Thursday, January 14, 2010

Co-Sleep / No-Sleep

We didn't co-sleep. Ben slept in a co-sleeper until he was around four months, then we moved him to his crib in his room. (For those of you who haven't geared up an infant in the last ten years, "co-sleeping" is putting the baby in bed with you, and a "co-sleeper" is a bassinet with three sides that attaches to the side of your bed so the baby is in reach but not actually in bed with you.)

I'm not philosophically opposed to co-sleeping, but it wasn't an option for me for a couple of reasons. One, I love pillows and blankets, and the recommendation for safety when co-sleeping with a newborn is not to have either. It seemed to me that the comfort offered by co-sleeping would be significantly reduced by stripping our bed.
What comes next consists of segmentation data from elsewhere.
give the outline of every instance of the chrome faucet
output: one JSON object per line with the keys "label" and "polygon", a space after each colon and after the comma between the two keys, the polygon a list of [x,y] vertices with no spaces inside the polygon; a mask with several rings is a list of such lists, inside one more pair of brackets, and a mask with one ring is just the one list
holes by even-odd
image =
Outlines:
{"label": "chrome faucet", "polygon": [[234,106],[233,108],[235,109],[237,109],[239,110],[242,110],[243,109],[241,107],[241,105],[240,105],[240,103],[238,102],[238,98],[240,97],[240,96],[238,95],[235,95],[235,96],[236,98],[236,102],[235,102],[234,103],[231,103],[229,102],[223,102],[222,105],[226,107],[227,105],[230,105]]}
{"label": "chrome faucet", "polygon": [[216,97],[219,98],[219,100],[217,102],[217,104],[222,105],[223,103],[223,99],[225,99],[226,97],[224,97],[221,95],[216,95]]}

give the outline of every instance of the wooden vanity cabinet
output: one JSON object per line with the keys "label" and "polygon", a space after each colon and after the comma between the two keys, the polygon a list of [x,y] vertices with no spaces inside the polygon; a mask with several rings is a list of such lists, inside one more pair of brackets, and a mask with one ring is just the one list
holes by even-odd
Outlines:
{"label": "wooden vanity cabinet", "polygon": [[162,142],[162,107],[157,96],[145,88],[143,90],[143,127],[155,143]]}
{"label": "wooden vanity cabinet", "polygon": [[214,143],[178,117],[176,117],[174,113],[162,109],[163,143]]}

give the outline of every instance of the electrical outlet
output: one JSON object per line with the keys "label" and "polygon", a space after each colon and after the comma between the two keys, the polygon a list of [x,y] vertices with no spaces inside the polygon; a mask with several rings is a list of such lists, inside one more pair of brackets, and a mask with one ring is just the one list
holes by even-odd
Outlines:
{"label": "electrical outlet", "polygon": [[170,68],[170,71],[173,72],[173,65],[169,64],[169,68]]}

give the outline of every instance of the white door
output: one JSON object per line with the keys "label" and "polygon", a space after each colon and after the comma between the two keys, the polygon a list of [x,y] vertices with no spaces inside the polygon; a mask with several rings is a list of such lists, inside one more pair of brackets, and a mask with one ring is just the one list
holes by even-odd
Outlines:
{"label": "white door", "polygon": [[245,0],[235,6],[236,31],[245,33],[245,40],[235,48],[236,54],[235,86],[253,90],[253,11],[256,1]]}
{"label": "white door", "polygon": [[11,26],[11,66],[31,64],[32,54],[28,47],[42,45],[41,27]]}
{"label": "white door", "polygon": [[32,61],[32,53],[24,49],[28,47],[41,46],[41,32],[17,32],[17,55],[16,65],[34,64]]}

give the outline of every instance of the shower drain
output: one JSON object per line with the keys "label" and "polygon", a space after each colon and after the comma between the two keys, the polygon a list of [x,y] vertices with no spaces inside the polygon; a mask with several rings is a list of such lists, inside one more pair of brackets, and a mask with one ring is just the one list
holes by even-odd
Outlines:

I didn't relish kicking out the dogs, either. Also, I like very much to read or watch TV in bed. At some point, I assumed, this child would be going to sleep before 9:00, and what was I going to do, headphones and booklights? This is my time to unwind, and the furtiveness would have bugged me. Possibly the biggest con for me, though, was the stories I'd heard of people trying to get toddlers or big kids into their own beds and having a hard time with it. Discipline and making big, uncomfortable, "for-your-own-good" transitions are so very much not my bag. It seemed easier, even during the hell of a sleep-resistant infancy, to buck up and Ferberize rather than buckle and co-sleep.
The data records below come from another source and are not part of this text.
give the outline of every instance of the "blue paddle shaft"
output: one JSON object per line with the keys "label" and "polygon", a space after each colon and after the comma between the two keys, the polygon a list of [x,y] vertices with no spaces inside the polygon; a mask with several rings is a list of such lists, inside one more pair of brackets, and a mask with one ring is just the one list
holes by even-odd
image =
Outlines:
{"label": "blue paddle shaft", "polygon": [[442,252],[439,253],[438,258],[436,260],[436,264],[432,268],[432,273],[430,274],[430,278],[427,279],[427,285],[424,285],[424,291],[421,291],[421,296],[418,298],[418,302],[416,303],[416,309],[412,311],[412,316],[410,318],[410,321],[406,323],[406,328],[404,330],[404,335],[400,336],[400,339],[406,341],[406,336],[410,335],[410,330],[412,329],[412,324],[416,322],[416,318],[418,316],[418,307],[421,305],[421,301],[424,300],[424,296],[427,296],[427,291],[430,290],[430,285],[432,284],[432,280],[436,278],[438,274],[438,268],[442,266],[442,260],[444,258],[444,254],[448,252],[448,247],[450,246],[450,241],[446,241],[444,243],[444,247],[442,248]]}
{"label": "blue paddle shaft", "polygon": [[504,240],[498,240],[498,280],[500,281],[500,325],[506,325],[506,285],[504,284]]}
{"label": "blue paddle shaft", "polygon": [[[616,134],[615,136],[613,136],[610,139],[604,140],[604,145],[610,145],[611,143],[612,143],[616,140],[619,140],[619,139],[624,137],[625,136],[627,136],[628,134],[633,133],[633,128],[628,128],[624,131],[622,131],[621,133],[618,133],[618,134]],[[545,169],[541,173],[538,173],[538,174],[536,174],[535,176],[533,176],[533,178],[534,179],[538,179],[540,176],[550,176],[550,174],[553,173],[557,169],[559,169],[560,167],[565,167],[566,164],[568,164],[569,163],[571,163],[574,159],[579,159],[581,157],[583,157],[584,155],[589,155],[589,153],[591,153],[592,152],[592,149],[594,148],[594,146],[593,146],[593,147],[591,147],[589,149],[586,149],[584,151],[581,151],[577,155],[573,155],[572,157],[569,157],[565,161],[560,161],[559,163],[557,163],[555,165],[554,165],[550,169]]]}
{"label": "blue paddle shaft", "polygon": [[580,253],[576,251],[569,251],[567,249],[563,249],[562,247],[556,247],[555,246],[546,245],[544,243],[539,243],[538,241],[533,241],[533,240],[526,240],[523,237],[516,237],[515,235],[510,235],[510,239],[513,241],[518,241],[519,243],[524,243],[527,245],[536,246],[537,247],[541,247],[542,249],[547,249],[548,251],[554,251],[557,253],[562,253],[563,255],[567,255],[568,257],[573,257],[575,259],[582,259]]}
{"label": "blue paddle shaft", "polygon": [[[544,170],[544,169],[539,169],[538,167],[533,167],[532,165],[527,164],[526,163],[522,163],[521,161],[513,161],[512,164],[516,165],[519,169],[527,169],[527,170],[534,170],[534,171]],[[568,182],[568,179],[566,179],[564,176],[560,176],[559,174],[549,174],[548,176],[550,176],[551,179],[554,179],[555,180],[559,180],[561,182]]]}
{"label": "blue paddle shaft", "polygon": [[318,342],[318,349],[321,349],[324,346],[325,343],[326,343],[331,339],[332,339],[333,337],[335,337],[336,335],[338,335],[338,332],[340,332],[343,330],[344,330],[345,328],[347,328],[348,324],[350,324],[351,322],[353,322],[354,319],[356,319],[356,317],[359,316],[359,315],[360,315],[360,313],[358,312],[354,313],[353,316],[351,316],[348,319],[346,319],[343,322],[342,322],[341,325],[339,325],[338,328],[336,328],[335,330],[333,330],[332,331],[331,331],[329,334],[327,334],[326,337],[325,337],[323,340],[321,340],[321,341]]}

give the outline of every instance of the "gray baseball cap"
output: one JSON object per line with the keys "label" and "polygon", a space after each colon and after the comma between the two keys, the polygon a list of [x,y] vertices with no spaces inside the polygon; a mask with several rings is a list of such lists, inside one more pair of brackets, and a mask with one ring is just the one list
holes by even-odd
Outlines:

I had friends at the time who were co-sleeping, and whose babies (and therefore whole families) slept great. I envied them their rest. Now, though, while Ben reliably sleeps through and requires at most a brief redirect (usually a cuddle in the rocking chair), most of those kids are having a tough time with the transition to their own rooms, which in a few cases corresponded unfortunately with the arrival of a new sibling. I also know former co-sleepers whose transitions were seamless, though it seems less common, just like I know families who transitioned to a crib and sleeping through without incident. (I should say I'm more or less conflating co-sleeping with other forms of not sleep training. If you, say, lie down with your toddler in his room for an hour so that he can fall asleep, I'm lumping you in with the co-sleepers.)

So it seems to me that it's a trade-off. At some point, presuming you eventually want the child in her own room, she will need to learn to put herself to sleep there, and put herself back to sleep when she wakes up there. No matter when it happens, whether in infancy or later, it is a tough lesson to learn, and it's tough on the whole household. I think you should do what works for your family, but it seems to me that there's a positive benefit to getting this unhappy stage over with sooner rather than later, especially if another baby is going to enter the scene.